Deer in the Belmont and San Carlos area wander into peoples driveways and yards.

Camran Hitchcock, Staff Writer

Deer: creatures known to be gentle, to coexist with nature, and now, to be close neighbors of local Belmont residents.

For years, deer have walked the streets of cities across the nation. Homeowners in these cities are faced with the problem of deer in their yards that destroy the existing vegetation and defecate on lawns.

According to the Internet Center for Wildlife Damage Matinence, deer can negatively impact the community in a variety of ways, such as inflicting personal property damage and spreading disease.

Many Belmont residents find the damage done by deer is noticeable and especially harmful to what they are growing.

Public Domain
Early 20th century poster from the United States Park Service concerning wildlife-vehicle collisions.

“Deer eat everything in our yard, so we gave up on planting. They killed off all our actual plants, so now it’s just weeds,” said Samantha Turtle, a Carlmont sophomore.

Deer are herbivores, meaning they gain their nutrition from plants, fruits, acorns, and nuts, so the primary reason deer come into people’s yards is for food.

“[Deer come onto my property] usually to find something to eat.
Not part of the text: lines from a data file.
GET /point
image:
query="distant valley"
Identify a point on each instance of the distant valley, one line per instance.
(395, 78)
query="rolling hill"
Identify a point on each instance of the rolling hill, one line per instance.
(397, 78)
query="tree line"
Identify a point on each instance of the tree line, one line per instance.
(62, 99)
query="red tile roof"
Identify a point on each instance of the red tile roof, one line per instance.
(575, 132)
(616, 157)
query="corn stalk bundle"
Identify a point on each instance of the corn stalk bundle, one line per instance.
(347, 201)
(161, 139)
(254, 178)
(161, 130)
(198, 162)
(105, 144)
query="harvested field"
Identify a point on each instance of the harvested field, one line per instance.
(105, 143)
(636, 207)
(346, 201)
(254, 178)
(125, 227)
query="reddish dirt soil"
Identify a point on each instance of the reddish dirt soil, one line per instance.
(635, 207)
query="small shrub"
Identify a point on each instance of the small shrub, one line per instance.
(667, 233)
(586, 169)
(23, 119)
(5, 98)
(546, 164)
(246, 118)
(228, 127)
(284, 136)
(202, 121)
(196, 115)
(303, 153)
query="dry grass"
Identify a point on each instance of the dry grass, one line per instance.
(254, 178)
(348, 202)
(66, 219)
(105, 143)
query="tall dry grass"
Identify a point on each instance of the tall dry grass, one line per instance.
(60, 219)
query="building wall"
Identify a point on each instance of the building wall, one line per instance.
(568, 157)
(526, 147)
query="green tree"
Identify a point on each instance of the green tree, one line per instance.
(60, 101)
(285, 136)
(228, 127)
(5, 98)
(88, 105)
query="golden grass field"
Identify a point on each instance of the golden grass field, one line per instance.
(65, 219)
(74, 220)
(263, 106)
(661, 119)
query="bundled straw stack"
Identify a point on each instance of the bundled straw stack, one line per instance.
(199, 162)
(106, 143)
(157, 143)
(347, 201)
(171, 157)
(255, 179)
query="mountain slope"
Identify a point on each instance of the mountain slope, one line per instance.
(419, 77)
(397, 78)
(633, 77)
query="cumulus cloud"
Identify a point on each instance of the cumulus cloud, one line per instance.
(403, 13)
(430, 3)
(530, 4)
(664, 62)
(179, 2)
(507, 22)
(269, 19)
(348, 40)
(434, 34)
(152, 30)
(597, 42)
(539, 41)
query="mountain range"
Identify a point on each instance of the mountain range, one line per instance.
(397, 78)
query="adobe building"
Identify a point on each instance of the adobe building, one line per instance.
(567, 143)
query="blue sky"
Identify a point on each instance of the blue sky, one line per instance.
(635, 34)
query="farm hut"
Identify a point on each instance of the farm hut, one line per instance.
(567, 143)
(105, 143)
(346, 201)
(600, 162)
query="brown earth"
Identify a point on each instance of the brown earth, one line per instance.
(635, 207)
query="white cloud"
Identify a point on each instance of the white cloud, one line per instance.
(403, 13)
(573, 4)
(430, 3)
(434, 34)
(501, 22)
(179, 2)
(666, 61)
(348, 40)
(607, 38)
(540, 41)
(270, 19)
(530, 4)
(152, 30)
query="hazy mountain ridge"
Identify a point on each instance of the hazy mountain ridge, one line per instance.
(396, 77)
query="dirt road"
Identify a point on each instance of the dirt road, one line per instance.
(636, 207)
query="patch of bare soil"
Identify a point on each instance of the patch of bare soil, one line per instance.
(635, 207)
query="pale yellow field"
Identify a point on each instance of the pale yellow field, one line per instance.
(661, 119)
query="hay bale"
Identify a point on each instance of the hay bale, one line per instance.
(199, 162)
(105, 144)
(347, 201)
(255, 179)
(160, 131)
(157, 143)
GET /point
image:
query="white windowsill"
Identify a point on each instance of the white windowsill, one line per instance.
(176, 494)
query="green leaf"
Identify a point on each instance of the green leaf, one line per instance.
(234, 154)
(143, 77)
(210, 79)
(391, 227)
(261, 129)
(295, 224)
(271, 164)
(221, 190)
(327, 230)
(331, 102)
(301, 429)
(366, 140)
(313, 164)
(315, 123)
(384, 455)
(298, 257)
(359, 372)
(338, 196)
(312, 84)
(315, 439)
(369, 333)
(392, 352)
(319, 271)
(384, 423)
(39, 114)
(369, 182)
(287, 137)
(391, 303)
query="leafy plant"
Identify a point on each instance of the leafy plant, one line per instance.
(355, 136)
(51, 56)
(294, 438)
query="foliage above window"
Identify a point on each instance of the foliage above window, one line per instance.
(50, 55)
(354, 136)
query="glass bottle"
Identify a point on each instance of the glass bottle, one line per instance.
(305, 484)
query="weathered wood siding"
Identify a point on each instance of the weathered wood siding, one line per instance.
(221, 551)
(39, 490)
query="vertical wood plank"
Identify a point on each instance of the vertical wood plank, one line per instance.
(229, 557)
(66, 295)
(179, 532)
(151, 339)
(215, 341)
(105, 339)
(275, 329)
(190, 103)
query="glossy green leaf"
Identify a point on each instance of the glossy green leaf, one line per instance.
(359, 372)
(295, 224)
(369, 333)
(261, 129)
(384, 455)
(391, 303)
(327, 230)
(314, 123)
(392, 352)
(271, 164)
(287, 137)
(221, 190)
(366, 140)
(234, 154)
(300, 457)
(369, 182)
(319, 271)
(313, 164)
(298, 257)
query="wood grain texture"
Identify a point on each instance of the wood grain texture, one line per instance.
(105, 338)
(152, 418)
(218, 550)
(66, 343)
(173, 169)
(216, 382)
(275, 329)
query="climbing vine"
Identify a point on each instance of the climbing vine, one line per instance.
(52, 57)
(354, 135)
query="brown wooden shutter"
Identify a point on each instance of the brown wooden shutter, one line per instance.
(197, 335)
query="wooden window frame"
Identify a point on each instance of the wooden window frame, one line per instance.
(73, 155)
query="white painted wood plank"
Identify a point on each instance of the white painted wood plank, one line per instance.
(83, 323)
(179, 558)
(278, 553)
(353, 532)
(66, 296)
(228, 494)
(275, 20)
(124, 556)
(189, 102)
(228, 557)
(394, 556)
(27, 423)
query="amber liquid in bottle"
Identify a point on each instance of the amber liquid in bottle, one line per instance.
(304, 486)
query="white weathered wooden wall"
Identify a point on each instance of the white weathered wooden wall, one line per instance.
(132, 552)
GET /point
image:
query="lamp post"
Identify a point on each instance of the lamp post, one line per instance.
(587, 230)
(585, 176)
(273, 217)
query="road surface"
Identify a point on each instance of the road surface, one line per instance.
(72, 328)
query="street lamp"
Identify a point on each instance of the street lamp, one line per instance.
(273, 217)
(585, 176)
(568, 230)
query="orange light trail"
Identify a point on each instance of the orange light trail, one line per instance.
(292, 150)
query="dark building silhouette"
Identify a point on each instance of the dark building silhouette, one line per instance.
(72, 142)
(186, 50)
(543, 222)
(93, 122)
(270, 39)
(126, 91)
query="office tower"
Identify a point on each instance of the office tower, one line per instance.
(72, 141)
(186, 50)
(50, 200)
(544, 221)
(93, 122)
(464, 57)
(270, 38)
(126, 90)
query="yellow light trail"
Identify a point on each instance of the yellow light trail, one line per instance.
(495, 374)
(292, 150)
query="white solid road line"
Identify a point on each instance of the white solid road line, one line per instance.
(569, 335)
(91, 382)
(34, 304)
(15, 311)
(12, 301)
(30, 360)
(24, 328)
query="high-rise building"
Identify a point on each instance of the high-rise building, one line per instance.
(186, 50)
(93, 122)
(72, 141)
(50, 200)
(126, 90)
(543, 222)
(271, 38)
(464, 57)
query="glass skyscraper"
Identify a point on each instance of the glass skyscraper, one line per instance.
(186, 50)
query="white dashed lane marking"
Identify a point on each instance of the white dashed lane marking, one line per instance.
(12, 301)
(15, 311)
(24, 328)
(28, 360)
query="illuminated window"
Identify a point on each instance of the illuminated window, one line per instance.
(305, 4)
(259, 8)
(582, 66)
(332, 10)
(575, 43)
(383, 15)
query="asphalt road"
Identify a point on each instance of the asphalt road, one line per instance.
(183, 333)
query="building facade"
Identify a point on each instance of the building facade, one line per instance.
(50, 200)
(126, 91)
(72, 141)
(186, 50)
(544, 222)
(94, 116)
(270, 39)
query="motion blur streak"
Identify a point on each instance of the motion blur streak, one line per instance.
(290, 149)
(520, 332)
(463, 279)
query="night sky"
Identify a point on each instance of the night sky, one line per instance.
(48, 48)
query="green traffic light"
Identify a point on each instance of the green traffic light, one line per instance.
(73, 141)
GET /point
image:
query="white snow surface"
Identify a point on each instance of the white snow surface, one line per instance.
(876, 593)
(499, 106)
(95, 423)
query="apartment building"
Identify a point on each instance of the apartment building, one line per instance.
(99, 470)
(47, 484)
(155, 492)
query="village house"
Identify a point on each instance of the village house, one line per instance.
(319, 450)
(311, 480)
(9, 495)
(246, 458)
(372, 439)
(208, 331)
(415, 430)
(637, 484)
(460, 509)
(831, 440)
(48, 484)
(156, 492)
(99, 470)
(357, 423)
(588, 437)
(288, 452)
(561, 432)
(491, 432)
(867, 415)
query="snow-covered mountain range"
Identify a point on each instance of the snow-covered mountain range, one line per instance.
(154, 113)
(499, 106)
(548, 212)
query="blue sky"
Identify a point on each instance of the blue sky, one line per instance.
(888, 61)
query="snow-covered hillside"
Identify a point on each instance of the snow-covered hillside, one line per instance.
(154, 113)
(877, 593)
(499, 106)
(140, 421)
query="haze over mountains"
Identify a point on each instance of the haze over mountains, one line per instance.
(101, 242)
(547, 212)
One day when we pruned the trees and we had a lot of branches on the ground, we had a lot of deer coming to eat the leaves that they normally can’t reach,” said Laura Roden, a Belmont resident.

Apart from their destruction of plants, deer carry ticks and disease that are often harmful to animals and sometimes even humans.

“The deer haven’t knocked down any fences or hurt any of the landscaping, so the only effect they have really had is ticks, which I do worry about,” Roden said.

Though small measures have been taken to clear deer from pathways and areas frequented by cars and people, there is still much to be done.

“Oftentimes in the morning when I arrive, the deer will run out in front of the cars or there will be deer running around in the staff lot. We’re always very concerned.  I will see teachers who arrive a little earlier and they are trying to shoo the deer back into the fence,” said Tiffany Jay, a Carlmont English teacher. “[To fix this problem] maybe the fences could be reinforced with stronger or smaller chain lengths.”

A very serious problem local residents have to face is car accidents caused by deer. Although the contact between deer and humans is limited, on rare occasions, collisions between vehicles and deer have occurred.

According to The Humane Society of the United States, precautions can be taken to avoid accidents, such as increasing individual awareness and implementing new technology and structures.

Despite the difficulties, Jay finds the most important thing with having the deer living among humans is to protect and keep them safe.

“We’re very concerned about their safety. I just don’t want the deer to be hurt,” Jay said. “We don’t want them to die.”